Öte yandan STK’larda da doğru işe doğru profesyonel veya gönüllü alımı kritiktir. STK’lar yapıları gereği hem gönüllü hem profesyonellerle çalıştıkları için görev tanımlarını oluştururken bu durumu dikkate almalıdırlar. Özellikle gönüllüler için görev tanımlarının yapılmaması sonucunda, ya gönüllülerin yapacakları işler belirsiz olmakta ya da gönüllüye uygun görevler verilememektedir. Bu durum da gönüllülerin motivasyonunun düşmesine sebep olan temel faktörlerin başında gelmektedir. Bu yüzden rol, görev ve sorumluluklar vaktinde uygun ve makul biçimde düzenlenmezse, sonraki zamanlarda daha derin ve zor sorunlar olarak STK’ları meşgul etmektedir.

“Özellikle gönüllüler için görev tanımlarının yapılmaması sonucunda, ya gönüllülerin yapacakları işler belirsiz olmakta ya da gönüllüye uygun görevler verilememektedir.”

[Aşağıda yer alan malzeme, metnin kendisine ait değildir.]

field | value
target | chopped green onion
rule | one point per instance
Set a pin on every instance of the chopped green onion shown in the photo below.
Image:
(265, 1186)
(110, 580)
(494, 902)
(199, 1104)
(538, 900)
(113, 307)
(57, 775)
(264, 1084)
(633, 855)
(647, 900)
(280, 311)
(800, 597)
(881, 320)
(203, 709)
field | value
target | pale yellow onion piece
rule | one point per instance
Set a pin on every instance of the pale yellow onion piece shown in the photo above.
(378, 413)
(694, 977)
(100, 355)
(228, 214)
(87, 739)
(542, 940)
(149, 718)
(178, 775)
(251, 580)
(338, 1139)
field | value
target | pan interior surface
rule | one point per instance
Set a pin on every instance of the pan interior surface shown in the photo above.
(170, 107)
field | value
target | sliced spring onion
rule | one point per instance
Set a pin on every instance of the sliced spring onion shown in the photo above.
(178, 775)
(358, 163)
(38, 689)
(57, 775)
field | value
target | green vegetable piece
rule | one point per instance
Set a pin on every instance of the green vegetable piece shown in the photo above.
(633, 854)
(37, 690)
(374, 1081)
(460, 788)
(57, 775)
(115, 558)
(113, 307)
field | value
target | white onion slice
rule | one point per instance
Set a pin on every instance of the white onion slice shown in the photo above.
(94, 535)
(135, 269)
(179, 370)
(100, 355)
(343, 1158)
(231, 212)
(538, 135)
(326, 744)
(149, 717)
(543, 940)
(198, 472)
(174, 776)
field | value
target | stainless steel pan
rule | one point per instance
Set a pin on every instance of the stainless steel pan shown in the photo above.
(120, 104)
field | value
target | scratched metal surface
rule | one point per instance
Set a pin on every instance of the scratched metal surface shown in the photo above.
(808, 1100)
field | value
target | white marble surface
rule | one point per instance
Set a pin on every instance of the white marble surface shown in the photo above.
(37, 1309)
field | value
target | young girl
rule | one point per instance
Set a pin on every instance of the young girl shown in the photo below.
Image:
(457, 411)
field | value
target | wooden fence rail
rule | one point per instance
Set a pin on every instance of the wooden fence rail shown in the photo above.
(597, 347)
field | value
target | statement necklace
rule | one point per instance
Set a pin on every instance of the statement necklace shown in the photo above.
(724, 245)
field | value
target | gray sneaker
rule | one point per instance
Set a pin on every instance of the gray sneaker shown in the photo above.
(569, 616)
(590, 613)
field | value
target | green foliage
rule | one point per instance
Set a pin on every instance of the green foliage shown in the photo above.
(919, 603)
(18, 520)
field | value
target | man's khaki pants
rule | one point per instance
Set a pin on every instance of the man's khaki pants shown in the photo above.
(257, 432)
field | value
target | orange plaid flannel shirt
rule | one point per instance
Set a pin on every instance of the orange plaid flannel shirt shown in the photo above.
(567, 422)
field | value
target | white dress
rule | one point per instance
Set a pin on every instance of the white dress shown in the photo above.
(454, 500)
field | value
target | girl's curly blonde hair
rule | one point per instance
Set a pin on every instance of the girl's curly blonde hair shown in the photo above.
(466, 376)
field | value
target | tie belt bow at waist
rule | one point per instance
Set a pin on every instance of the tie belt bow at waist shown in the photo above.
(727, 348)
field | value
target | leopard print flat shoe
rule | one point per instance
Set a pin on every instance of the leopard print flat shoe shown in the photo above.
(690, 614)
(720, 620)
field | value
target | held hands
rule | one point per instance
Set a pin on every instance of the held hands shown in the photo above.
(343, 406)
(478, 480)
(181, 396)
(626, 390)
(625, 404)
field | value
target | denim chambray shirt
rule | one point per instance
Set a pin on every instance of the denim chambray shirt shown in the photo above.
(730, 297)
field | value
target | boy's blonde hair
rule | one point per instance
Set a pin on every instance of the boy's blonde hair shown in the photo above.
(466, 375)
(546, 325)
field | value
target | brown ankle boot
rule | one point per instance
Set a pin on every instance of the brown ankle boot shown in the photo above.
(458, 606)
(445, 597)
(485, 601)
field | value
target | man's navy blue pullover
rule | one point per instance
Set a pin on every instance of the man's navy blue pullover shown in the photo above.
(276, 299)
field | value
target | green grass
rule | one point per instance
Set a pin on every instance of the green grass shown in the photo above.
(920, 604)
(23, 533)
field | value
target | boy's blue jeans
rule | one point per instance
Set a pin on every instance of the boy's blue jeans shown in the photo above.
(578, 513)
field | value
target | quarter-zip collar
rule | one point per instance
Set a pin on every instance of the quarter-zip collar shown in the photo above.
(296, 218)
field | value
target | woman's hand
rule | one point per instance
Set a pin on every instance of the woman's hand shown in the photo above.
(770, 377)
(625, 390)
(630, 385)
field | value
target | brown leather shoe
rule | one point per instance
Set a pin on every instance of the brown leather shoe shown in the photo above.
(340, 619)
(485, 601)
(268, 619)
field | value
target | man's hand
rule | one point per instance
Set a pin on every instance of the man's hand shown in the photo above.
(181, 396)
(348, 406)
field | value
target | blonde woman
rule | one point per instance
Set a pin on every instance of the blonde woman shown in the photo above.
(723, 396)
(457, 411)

Yönetim ve Organizasyon başarısı için bazı gereklilikler

STK’ların yönetim hususunda başarılı olabilmeleri için yönetim ve organizasyon altyapısının
iyi kurulmuş olması ve nitelikli yöneticilerin istihdamı ve doğru yönetim yaklaşımlarının uygulanması gerekmektedir. STK’larda kurumsal yönetim altyapısı genel olarak aşağıdaki temel bileşenlerden oluşur: Stratejik yönetim yaklaşımı, organizasyonel yapı, görev tanımları ve iş gerekleri, iş akışları (süreçler), performans göstergeleri (kurumsal karne), toplantı yönetimi sistemi ile raporlama sistemi. Bu kurumsal altyapının tamamlayıcı bir unsuru ve başarı şartı ise nitelikli yöneticiler ve uygun yönetim tarzıdır. Yönetici yetkinlikleri kapsamında STK’ların yönetiminde liderlik, motivasyon, iletişim ve takım yönetimi gibi davranışsal yetkinliklerin altı çizilmelidir.

STK’larda yönetim ve organizasyon bakımından tek bir yaklaşımdan bahsetmek mümkün değildir. Yönetim ve organizasyon tasarımında kurumların içinde bulunduğu koşullara göre farklılık olmalıdır. Bazı STK’lar daha esnek bir yapı gerektirirken, bazılarında daha belirgin kural ve standartlar bulunabilir. Bununla birlikte günümüzde temel bir anlayış olarak STK’ların mümkün olduğu kadar organik ve çevik organizasyon yapılarına ve işleyişine imkân veren biçimde yapılanması kritik bir husustur. STK’larda yönetim yaklaşımı olarak ortak aklı harekete geçiren ve katılımcılığı sağlayan yönetim tarzlarının hem istişare hem de gönüllülük bakımından daha uygun ve etkili olduğunu söyleyebiliriz. Tüm bunlar STK’ların gönüllülük temelinde organize, verimli ve sürekli çalışmayı sağlayabilmeleri için kapasite, yetkinlik ve performans meselesine önem ve öncelik vermelerini gerektirmektedir.


Editör Notu: Bu yazı İLKE Vakfı bünyesinde kurulan TODAM (Toplumsal Düşünce ve Araştırma Merkezi) tarafından yayımlanan aylık bültenlerin Nisan 2021 tarihli sayısında röportaj halinde yer almıştır.
İLKE Analiz için editör tarafından yazıya dönüştürülmüştür.